Saturday, May 23, 2020 12:08:01 PM
Question: if PDD does not meet primary endpoints but shows significant improvement in motor function, does our stock price get beaten down? Or do we rise being we will then run a ph3 for general PD with motor function as our primary endpoint?
IMO, A273 will not help the motor symptoms of PD much if at all. Hopefully, it will help cognition and attention. A273 is an M1-M4 agonist and S1R agonist. In PD, there is a selective loss of dopaminergic neurons, especially in the substatia nigra (pars compacta). These neurons project to the basal ganglia. DA and M4 receptors co-localize in many neurons in the BG. DA is inhibitory and ACh )acting through M4) is excitatory.

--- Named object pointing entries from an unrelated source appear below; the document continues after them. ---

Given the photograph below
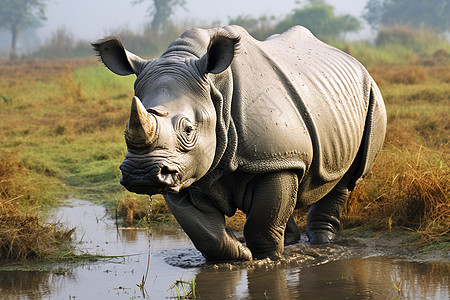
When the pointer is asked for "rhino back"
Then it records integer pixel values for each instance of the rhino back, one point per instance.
(298, 103)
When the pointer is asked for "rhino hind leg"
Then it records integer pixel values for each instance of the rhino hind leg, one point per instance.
(274, 199)
(324, 216)
(292, 232)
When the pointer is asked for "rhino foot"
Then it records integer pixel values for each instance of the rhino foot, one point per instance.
(321, 237)
(320, 232)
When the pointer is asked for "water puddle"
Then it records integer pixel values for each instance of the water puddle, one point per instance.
(340, 271)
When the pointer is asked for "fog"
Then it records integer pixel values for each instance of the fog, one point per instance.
(90, 19)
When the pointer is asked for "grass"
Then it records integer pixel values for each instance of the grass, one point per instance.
(62, 128)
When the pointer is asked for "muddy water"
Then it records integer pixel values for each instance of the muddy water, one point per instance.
(347, 270)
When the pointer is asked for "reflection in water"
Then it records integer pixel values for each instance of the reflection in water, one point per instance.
(305, 276)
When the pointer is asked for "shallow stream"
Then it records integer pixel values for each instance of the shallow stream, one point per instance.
(347, 270)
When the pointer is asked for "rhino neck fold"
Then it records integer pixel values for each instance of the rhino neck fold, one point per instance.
(221, 94)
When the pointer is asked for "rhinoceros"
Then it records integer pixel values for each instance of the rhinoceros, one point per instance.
(222, 121)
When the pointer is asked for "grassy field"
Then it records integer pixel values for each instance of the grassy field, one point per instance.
(61, 135)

Tremor is caused by the imbalance of these input signals. Hence, M4 activation is unlikely to help tremor and actually may worsen the imbalance of the inhibitory / excitatory inputs to the BG. Indeed, in the large 500+ rivastigmine PDD study, a drug that increases synaptic ACh (hence activating M1-M5), helped cognition but worsened tremor.
We occasionally use anticholinergic (i.e antagonists at M1-M4) to treat refractory tremors in PD patients and the risk is that it worsens confusion while helping tremors.
Of course A273 is also a S1R agonist and that may have a positive effect for the motor function. Will this positive effect outweigh the negative muscarinic effect?
If A273 does not help PDD cognitive endpoints, I expect SP drop and will be concerned that AD will miss as well. Rett is in a different category and PDD failkure will not imply a miss (though does not imply positive outcomes either).